If you’re struggling to find talent to fill an open position at your company, the reason might be related to how the job posting is written.
That’s according to Kat Kibben, founder and CEO of Three Ears Media. During the recent BambooHR Virtual Summit, she said because of the Great Resignation, you have to approach writing job postings like a marketer.
“We, as HR and recruiting leaders, have to become better marketers to the people on the other side,” she said. “On the other side of that job posting is a candidate who’s willing to change everything … in their life. … That means they change their commute, their insurance, how many hours they spend with their family.”
Fine-tuning job postings
How you ask for candidates to apply matters, Kibben said. If there’s a lack of candidates for a certain position, here are three areas of the job posting that may need to be revised:
- The job title. Would people find this job in an internet search? Try comparing the search volume of the title vs. similar alternative titles on Google Trends. Pay attention to the related topics and queries and look for titles that are accompanied by words like “job posting,” “salary” or “career search.”
- The job pitch. Include reasons not only why you’re hiring, but why someone should take the job; the daily tasks and “three things that they have to be good with doing;” and the must-have knowledge to perform the job. If you’re going to include general language that has very different meanings depending on the company, such as “collaboration” or “fast-paced environment,” provide context, Kibben said.
- The mandatory requirements. Watch out for biased language that pushes people away, such as “must have at least five years of experience” or “college degree preferred.” And if you’re going to use bullet points for listing a position’s mandatory requirements, Kibben recommended limiting it to fewer than seven.
But even if you improved all those elements of the job posting, none of it will matter if the post hasn’t been proofread for typos and grammar and spelling errors. Poor attention to detail can be a turn-off for job seekers.
Kibben estimates there’s a 60% quit rate on most job application processes because they’re more troublesome than they need to be.
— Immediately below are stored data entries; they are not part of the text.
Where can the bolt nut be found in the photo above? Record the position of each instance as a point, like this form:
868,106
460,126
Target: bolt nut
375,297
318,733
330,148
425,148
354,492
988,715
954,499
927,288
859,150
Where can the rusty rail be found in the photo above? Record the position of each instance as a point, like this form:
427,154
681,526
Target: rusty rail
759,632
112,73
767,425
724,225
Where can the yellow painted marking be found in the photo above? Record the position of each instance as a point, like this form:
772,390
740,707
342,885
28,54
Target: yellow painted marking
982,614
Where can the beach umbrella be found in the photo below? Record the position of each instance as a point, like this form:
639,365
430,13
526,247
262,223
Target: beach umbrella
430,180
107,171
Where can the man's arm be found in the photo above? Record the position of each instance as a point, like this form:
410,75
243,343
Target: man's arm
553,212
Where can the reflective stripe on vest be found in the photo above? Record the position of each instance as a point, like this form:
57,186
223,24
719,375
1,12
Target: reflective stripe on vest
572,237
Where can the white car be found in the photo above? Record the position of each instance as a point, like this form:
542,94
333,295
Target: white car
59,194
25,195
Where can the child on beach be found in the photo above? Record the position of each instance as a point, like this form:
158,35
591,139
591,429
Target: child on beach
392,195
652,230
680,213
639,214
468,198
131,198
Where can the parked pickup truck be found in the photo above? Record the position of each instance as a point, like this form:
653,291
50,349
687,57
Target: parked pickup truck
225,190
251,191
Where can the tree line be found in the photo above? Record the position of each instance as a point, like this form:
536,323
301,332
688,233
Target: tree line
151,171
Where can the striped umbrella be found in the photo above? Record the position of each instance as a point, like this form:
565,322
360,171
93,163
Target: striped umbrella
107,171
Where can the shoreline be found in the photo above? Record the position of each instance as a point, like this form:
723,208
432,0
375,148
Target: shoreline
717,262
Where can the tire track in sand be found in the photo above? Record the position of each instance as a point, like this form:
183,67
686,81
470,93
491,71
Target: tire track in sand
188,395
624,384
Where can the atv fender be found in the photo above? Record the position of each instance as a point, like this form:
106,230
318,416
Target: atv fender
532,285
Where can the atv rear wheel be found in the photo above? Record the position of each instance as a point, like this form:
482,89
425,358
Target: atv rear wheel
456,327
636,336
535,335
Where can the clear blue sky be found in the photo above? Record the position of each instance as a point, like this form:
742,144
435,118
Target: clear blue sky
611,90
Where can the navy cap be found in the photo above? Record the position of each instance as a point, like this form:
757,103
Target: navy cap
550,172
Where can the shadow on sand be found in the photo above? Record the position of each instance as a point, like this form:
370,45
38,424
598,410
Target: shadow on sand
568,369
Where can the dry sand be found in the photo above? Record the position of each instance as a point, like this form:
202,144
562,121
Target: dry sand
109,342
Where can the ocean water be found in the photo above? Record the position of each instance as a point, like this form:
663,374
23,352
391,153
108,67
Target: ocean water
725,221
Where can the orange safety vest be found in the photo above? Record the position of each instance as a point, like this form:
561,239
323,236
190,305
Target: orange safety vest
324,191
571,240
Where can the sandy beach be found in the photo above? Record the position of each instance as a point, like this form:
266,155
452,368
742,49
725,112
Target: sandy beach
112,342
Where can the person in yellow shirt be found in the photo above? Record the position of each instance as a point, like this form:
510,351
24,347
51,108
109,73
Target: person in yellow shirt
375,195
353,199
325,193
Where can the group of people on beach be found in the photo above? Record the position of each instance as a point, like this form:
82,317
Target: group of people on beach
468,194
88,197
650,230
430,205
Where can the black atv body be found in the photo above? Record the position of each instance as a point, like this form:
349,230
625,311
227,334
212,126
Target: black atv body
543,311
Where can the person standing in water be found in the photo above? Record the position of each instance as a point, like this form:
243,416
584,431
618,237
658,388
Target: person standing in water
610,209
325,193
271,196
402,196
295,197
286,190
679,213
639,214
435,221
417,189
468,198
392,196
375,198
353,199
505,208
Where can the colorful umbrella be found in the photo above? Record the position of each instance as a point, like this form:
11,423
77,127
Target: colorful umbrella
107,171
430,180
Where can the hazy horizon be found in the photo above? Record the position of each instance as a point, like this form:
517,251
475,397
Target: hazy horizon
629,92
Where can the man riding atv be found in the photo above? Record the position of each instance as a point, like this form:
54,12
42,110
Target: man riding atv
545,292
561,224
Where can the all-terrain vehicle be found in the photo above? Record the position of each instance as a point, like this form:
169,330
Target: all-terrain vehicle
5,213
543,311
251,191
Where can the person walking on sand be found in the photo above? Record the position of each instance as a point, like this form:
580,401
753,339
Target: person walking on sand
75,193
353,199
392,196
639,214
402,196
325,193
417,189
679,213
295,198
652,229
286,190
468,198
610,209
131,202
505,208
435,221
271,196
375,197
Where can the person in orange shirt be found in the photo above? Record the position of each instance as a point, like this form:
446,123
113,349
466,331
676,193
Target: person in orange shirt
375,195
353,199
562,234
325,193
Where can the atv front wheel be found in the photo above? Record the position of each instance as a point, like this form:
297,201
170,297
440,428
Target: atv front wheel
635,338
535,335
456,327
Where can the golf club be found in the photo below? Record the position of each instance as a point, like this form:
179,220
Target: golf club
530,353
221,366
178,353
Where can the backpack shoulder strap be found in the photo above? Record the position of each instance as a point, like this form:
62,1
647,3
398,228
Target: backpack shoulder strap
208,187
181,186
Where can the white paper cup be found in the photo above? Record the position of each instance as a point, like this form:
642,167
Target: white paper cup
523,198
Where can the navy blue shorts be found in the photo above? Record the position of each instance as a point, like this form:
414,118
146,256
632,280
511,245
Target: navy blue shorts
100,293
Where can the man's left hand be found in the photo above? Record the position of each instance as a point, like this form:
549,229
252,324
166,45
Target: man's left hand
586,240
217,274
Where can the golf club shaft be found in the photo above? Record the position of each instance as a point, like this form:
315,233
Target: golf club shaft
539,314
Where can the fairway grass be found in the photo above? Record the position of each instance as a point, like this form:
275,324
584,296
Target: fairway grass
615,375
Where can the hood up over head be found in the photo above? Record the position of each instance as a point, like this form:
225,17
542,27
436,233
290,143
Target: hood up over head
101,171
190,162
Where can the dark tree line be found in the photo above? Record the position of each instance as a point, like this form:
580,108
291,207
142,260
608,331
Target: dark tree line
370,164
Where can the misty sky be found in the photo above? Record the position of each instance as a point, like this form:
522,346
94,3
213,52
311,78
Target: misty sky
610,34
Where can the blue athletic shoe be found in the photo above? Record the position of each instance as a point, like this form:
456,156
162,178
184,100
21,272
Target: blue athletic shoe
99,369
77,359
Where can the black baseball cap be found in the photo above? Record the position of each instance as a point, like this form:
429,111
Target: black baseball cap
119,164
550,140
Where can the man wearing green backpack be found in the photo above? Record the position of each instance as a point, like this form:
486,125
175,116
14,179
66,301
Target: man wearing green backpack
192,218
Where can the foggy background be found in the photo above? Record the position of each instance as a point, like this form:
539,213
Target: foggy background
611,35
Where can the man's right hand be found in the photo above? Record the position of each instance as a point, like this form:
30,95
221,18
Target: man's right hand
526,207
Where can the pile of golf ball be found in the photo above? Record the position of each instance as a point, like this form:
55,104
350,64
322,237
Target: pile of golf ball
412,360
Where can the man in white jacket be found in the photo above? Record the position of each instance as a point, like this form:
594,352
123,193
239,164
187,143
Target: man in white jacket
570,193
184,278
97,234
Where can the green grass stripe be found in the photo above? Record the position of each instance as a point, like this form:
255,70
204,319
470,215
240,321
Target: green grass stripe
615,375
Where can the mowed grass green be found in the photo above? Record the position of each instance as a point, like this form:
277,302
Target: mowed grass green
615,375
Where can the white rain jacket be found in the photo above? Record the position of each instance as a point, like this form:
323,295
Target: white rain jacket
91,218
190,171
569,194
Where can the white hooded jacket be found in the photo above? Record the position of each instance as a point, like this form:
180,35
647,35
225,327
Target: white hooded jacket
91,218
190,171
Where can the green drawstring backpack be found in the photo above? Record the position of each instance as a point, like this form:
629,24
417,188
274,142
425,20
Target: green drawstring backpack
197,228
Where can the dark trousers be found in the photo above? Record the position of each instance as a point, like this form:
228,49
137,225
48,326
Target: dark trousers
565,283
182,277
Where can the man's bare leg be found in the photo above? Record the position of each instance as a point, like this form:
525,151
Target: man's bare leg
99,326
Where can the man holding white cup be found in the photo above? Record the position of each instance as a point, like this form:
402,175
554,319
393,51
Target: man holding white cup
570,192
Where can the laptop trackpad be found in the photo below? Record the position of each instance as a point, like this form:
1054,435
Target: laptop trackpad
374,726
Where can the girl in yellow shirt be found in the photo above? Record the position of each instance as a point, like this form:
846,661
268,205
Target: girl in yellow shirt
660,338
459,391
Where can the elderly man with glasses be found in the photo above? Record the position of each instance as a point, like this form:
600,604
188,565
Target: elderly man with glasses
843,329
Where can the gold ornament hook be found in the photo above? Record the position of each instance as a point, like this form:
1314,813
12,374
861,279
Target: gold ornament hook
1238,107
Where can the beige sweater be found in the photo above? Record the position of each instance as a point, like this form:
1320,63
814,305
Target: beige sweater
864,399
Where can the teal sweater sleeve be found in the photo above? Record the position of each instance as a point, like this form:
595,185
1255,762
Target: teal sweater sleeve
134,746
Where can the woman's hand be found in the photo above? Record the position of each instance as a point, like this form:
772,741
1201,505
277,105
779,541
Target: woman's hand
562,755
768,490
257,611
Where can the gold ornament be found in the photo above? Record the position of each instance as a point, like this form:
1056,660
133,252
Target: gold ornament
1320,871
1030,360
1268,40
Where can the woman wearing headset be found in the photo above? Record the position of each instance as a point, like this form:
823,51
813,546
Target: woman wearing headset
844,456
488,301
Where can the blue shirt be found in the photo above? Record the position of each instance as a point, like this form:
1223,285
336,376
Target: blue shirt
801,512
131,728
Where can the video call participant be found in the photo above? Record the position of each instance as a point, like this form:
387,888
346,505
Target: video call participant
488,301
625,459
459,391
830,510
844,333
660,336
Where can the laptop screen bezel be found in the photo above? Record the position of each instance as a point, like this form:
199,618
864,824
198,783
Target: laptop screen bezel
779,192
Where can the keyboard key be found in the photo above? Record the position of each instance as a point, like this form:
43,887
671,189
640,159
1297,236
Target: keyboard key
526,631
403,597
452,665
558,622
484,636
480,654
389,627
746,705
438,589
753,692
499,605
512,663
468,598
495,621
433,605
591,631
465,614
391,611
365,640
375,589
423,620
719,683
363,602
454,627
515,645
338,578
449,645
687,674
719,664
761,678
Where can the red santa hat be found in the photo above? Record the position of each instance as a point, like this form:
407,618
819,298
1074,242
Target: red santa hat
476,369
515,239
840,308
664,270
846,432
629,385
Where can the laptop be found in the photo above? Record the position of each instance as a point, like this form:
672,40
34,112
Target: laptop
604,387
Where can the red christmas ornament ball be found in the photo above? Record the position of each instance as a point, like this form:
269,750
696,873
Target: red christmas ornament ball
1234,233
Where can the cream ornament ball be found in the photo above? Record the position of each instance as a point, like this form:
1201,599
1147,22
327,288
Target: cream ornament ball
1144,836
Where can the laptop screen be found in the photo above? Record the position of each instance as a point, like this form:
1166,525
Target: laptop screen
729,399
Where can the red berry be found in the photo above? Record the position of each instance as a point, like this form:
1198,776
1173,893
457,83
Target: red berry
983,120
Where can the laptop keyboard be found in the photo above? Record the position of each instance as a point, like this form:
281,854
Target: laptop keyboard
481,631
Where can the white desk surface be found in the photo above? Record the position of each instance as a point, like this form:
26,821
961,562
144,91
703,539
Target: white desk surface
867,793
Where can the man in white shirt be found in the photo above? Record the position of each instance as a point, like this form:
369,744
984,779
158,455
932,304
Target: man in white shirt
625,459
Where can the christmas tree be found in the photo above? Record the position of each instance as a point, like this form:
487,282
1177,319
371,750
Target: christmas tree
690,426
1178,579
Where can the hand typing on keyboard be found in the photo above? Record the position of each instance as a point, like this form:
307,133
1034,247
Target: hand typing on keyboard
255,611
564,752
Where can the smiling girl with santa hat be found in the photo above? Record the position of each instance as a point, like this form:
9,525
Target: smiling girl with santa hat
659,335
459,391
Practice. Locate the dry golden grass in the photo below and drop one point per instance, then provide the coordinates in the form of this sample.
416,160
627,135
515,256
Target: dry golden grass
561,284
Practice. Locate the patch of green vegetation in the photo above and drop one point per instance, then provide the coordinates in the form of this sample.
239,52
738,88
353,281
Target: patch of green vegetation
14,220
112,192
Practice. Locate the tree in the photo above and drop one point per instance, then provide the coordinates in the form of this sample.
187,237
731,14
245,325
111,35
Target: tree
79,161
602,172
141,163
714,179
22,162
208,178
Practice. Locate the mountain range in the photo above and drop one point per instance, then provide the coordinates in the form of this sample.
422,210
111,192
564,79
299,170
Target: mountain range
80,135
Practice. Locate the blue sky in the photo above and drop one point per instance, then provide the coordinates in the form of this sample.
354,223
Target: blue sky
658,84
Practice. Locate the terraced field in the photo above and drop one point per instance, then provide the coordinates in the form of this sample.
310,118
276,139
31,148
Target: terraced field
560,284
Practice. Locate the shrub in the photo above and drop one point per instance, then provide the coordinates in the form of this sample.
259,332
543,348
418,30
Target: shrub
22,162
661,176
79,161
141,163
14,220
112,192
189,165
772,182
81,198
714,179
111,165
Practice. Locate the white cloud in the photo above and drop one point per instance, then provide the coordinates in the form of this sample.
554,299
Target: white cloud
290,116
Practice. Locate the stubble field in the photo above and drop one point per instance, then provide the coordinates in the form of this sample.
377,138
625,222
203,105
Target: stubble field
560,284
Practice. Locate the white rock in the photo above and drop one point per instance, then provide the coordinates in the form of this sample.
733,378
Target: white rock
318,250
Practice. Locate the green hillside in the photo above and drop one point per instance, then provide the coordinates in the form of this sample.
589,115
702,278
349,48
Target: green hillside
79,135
She said that if you haven’t tried applying for a job on your company’s website in the last six months, it’s time you had firsthand experience with what an applicant goes through. Do all the links in the application process work? Are there any parts of the candidate experience that could be improved? If you were an applicant who’s never visited the company site before – would you complete the application or give up and continue searching because you got frustrated with the process?